Now they were definitely stuck in Colombia, Grogen cursing the day he volunteered for this assignment.
He kept running, scouring the hell to the south. Another blast ripped through the last few drums. They were shooting for the sky, metallic comets that…
Grogen went limp at the sight of those rockets streaking his way. Through the smoke overhead he glimpsed the mangled lids flying off, steel Frisbees that whirled on, then the contents were spewing.
Grogen sprinted, his screams trailing him. He looked up, hoping he was clear, but found blue sky gone green and falling on top of him.
IT WOULD HAVE BEEN better, or at the least quicker, for the men on the run if they’d remained in the cargo plane, gone up in smoke and flames with the brief Hellfire barrage. The end result was a hell unlike any Bolan could ever recall witnessing.

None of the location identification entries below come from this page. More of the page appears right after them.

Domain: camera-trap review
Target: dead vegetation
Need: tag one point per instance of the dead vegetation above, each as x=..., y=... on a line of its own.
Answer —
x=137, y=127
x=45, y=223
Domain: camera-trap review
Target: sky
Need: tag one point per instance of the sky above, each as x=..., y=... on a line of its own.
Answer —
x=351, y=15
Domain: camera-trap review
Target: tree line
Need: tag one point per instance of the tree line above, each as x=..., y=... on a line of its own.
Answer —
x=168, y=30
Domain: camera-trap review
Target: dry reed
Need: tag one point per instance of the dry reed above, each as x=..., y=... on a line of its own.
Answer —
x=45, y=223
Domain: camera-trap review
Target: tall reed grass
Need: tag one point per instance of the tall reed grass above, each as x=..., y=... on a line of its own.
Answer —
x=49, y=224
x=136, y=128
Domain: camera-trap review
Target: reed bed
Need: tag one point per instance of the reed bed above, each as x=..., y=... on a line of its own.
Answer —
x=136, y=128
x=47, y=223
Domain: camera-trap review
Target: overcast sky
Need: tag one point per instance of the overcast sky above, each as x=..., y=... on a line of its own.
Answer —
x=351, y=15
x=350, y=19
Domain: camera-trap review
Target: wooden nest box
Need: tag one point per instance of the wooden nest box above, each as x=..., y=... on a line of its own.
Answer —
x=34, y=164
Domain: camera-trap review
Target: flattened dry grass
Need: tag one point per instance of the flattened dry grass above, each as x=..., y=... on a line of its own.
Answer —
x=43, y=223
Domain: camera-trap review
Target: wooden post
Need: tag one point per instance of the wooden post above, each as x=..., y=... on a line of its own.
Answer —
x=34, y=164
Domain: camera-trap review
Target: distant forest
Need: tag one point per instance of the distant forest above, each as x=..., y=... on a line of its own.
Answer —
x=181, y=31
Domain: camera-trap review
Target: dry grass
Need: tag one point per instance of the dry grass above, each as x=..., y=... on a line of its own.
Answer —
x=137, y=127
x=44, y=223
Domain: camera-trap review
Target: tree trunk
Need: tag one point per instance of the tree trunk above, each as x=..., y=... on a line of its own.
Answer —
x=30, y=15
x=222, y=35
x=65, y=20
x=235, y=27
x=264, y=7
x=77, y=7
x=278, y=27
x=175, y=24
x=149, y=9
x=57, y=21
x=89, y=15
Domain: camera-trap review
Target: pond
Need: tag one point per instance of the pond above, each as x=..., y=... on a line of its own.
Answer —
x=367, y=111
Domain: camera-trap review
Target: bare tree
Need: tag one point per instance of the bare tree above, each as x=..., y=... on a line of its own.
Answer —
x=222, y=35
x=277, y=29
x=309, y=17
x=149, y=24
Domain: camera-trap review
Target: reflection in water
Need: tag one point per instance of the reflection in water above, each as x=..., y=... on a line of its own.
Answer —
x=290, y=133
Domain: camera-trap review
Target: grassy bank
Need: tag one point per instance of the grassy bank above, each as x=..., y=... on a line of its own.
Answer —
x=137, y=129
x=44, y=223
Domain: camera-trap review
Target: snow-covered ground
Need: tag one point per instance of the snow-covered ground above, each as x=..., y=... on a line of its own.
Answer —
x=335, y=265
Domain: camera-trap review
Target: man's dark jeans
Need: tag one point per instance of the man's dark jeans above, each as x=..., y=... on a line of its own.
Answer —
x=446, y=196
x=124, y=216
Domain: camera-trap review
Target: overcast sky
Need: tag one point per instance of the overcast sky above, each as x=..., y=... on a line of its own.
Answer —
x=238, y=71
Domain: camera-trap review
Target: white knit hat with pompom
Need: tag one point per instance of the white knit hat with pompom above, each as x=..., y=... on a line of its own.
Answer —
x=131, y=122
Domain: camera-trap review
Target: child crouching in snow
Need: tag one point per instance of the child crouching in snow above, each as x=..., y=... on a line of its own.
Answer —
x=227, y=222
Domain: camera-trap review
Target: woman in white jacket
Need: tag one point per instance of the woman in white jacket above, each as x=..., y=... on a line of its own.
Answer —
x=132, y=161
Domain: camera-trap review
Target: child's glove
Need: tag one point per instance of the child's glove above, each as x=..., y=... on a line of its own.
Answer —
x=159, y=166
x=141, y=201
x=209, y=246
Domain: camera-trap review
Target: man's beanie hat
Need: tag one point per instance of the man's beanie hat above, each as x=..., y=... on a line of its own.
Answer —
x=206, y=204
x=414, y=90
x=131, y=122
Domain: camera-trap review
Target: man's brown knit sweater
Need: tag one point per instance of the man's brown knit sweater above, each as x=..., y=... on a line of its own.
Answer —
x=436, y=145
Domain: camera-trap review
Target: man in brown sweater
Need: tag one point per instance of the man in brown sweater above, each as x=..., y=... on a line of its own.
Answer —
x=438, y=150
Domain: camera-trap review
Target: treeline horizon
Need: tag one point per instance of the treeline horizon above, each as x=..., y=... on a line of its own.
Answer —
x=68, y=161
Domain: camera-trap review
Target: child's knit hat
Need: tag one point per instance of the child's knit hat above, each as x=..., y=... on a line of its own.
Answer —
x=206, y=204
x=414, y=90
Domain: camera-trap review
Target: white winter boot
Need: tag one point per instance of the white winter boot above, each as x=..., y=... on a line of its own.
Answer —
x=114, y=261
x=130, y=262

As it stood, they took a toxic waste shower, hollering like banshees, writhing on the ground, burning up from invisible fire. A couple of them shouted out for deliverance from a God Bolan could be sure they’d never believed in.
It was something Bolan could never explain, as he veered around the exploding green cloud. The stench alone was beyond any battlefield miasma he’d ever encountered. Then the waste, and the vapor, literally ate the flesh off bone, as quick a
s a man getting dipped in a vat of acid.
Whatever it was, Bolan knew if it fell into terrorist hands and they unleashed a dirty bomb laced with the toxin the horror he found churning before him would have been shot up on a scale…
But that would not happen.
He was there, and the enemy was going down.
The Executioner rammed a fresh clip into the M-16. The screams alone would have chilled a man not accustomed to the horrors of war. But even Bolan had to admit what he heard and saw took death to a whole new level.
This was Hell on Earth.
They cried out in a mixed bag of Arabic, Spanish and English, the damned, blind and stripped of flesh, reeling from the mist.
Bolan spared a full clip of mercy bursts.
Dragon Company had demolished anything that could fly or drive away. The toxic cloud had done most of the dirty work for them. Sometimes divine justice prevailed in mysterious ways.
Horn had his orders, and Bolan went in search of fresh game.
The mansion on the hill was the next target, the Executioner heading that way, double time.
The line on Jorge Quintero was that he was something of a big-game hunter, bagging everything from white sharks to bull elephants. But the truth, Bolan knew, was the man always kept a huge entourage of snipers close by when the killing of an animal for his trophy collection needed to be done.
It figured.
Briefly he recalled part of a conversation with Major Horn while taking in the gathering of armed vultures near the pillared front entrance to the mansion. The Quintero Cartel had been protected by the Colombian power base for years. The cartel donated huge sums to various charities, built schools, hospitals, all of them, of course, erected in their name. Bolan knew he’d never flush out all the vipers down here, likewise angrily aware the whole truth about this campaign would never see the light.